Whanganui's booming residential property market has seen the average house value shoot up nearly 56 per cent in the past three years to $336,000.
Quotable Value (QV), which values properties on behalf of Whanganui District Council, yesterdayreleased the 2019 revaluation figures.
"Residential housing is showing an average capital value increase since the previous revaluation in 2016 of 55.7 per cent, with the average house value now $336,000, while the corresponding average land value increased by 91.8 per cent to an average of $126,000," QV valuer Simon Willocks said.
"Value level changes varies on location and house type."
Residential house price movements showed that most value growth had occurred in the past 12 months.
The updated rating valuations reflect the likely selling price of a property at the revaluation date, which was September 1, 2019, but do not include chattels.

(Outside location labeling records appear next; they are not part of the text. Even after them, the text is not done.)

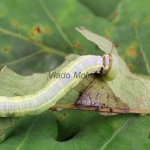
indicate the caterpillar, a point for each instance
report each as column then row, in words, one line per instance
column 56, row 88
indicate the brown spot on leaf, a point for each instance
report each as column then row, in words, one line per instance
column 76, row 44
column 132, row 52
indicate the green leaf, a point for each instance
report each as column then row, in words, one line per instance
column 86, row 130
column 131, row 89
column 35, row 40
column 89, row 131
column 103, row 8
column 131, row 32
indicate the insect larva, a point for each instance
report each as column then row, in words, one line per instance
column 58, row 87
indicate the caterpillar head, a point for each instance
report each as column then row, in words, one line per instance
column 111, row 66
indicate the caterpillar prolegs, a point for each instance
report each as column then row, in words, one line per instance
column 56, row 88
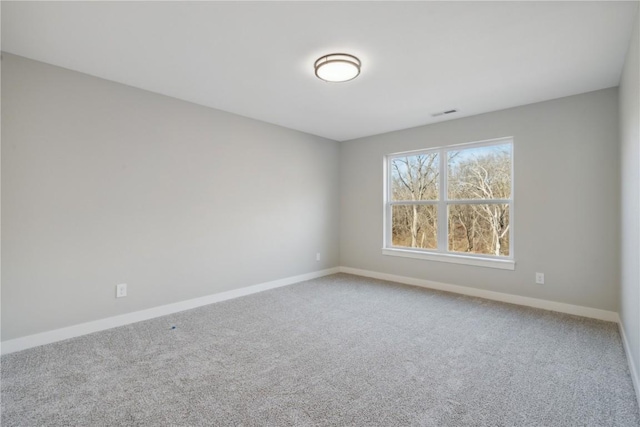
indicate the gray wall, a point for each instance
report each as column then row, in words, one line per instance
column 103, row 184
column 630, row 189
column 566, row 200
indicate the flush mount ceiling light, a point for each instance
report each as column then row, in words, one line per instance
column 337, row 67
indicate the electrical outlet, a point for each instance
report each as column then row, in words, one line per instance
column 121, row 290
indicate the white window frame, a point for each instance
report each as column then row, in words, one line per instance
column 442, row 253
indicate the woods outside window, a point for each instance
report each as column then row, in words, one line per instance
column 452, row 204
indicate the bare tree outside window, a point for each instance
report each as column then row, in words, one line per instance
column 477, row 199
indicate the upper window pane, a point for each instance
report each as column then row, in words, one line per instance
column 479, row 173
column 415, row 177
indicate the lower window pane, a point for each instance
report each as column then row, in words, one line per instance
column 479, row 229
column 414, row 226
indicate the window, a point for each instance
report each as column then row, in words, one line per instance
column 452, row 204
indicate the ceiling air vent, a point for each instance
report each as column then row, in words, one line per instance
column 442, row 113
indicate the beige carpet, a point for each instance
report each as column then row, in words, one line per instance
column 335, row 351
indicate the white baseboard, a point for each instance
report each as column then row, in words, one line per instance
column 23, row 343
column 630, row 360
column 595, row 313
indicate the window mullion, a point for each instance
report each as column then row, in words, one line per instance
column 442, row 204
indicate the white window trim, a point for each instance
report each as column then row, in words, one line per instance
column 442, row 254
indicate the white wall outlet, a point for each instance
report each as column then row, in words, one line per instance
column 121, row 290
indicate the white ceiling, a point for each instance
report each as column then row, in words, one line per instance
column 256, row 58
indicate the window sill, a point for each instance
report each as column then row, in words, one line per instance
column 503, row 264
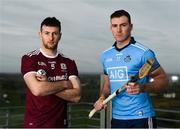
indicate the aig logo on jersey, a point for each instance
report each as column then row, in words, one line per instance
column 63, row 66
column 118, row 73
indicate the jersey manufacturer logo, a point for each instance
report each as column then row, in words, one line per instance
column 117, row 73
column 41, row 63
column 63, row 66
column 52, row 64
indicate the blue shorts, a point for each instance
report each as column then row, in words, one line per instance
column 149, row 123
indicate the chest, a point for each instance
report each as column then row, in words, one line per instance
column 56, row 69
column 121, row 66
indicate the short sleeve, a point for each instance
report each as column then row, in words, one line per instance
column 73, row 69
column 150, row 54
column 27, row 65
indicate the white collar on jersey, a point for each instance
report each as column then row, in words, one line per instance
column 47, row 55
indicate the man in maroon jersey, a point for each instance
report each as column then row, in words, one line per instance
column 47, row 95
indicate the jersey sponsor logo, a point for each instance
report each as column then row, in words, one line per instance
column 57, row 78
column 35, row 52
column 117, row 73
column 127, row 58
column 118, row 56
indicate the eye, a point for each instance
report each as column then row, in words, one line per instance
column 114, row 25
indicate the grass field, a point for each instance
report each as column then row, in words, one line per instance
column 12, row 94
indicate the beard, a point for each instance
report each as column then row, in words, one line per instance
column 51, row 47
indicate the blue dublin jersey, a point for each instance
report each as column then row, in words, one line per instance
column 120, row 65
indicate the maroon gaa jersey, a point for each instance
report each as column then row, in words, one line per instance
column 47, row 111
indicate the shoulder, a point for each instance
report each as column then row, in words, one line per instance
column 108, row 51
column 65, row 57
column 140, row 46
column 32, row 53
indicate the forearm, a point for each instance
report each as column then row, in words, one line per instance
column 72, row 94
column 158, row 85
column 47, row 88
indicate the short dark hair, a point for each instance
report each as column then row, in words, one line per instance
column 120, row 13
column 51, row 21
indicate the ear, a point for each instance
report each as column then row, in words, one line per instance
column 131, row 26
column 39, row 33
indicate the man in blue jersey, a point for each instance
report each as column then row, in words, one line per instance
column 132, row 108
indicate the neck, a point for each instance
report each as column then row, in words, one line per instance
column 121, row 44
column 49, row 52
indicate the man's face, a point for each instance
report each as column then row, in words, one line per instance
column 50, row 37
column 121, row 28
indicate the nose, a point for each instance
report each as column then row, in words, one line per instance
column 51, row 37
column 119, row 29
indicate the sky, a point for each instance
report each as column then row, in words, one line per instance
column 86, row 30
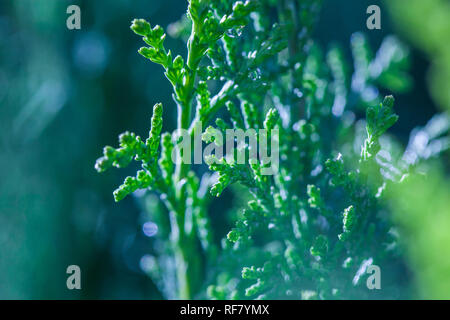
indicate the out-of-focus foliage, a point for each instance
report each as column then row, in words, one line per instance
column 427, row 25
column 313, row 228
column 66, row 93
column 422, row 201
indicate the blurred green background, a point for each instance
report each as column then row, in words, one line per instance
column 64, row 94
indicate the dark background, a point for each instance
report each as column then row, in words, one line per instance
column 64, row 94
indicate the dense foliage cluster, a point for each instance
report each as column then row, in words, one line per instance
column 313, row 228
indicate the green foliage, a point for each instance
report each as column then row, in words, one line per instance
column 311, row 229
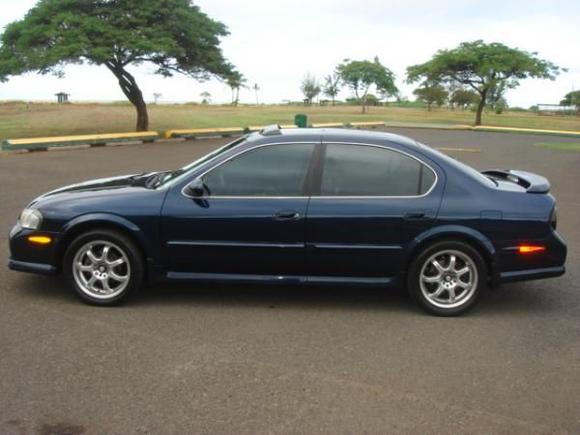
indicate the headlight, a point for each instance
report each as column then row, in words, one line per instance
column 30, row 218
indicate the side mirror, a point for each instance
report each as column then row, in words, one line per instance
column 196, row 188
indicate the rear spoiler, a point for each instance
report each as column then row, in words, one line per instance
column 533, row 183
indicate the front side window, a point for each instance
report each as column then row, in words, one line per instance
column 358, row 170
column 275, row 170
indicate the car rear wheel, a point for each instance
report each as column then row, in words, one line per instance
column 447, row 278
column 104, row 267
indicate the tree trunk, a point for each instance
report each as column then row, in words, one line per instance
column 480, row 107
column 142, row 115
column 132, row 92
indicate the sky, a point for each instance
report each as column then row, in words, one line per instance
column 275, row 43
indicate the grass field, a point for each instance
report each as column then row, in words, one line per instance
column 18, row 120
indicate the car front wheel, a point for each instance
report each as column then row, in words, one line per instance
column 447, row 278
column 103, row 267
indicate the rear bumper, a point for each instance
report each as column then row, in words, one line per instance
column 526, row 275
column 548, row 264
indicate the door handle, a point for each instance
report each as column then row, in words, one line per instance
column 414, row 215
column 287, row 215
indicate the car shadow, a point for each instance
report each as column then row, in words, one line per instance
column 264, row 295
column 508, row 300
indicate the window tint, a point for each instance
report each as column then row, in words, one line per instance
column 276, row 170
column 356, row 170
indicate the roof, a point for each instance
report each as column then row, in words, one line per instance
column 274, row 133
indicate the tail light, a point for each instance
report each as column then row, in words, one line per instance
column 554, row 218
column 530, row 249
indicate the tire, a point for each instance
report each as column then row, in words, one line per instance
column 103, row 267
column 447, row 278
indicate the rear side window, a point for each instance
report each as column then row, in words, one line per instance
column 275, row 170
column 359, row 170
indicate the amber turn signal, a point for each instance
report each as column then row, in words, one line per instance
column 530, row 249
column 39, row 240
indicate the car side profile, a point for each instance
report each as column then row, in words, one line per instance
column 300, row 206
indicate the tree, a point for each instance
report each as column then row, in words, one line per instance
column 235, row 81
column 206, row 97
column 174, row 35
column 463, row 98
column 572, row 99
column 331, row 86
column 360, row 75
column 495, row 98
column 481, row 67
column 431, row 94
column 310, row 88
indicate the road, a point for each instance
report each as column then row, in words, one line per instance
column 247, row 359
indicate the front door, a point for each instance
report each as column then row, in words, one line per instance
column 372, row 202
column 250, row 222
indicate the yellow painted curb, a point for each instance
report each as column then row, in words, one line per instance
column 86, row 137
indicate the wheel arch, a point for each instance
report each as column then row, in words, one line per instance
column 94, row 221
column 468, row 235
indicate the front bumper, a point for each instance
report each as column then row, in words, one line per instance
column 28, row 257
column 23, row 266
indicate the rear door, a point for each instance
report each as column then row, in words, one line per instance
column 370, row 203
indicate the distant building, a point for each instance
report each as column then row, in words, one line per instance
column 548, row 109
column 62, row 97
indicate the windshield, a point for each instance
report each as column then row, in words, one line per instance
column 162, row 178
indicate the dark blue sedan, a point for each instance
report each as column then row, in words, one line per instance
column 304, row 206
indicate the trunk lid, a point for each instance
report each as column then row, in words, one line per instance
column 532, row 183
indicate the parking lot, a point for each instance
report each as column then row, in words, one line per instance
column 241, row 359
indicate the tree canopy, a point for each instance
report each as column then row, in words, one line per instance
column 432, row 94
column 361, row 75
column 572, row 99
column 174, row 35
column 482, row 67
column 235, row 81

"Commercial property is showing an overall increase of 15.6 per cent, while the industrial sector has increased 39.4 per cent relative to the 2016 capital value levels," Willocks said.
"Land values have increased overall with 39 per cent for commercial and 91.8 per cent for industrial compared to 2016 land values.
"Lifestyle properties have seen value increases since 2016, with the average improved lifestyle property capital value increasing by 38.3 per cent to $547,000, while the corresponding average land value for a lifestyle property increased by 48.3 per cent to $254,000.
"Pastoral land dominates the rural sector and we have seen significant increases for hill country values compared to 2016."
The rating revaluation figures show the total rateable value of the 21,865 properties within Whanganui District is now $9,819,602,000, with the land value of those properties $4,319,049,000.
Rating valuations are carried out on all properties in New Zealand, usually once every three years, and are one of the factors councils use to set rates for the following three-year period. The 2019 valuations won't affect council rates until July 1, 2020.
The revaluation doesn't include any changes in the market since September 1, 2019, which means a sale price may be different to the new rating valuation.
The new rating values will be posted to property owners after December 16. Owners can object if they do not agree with the rating value, with objections closing on January 31, 2020.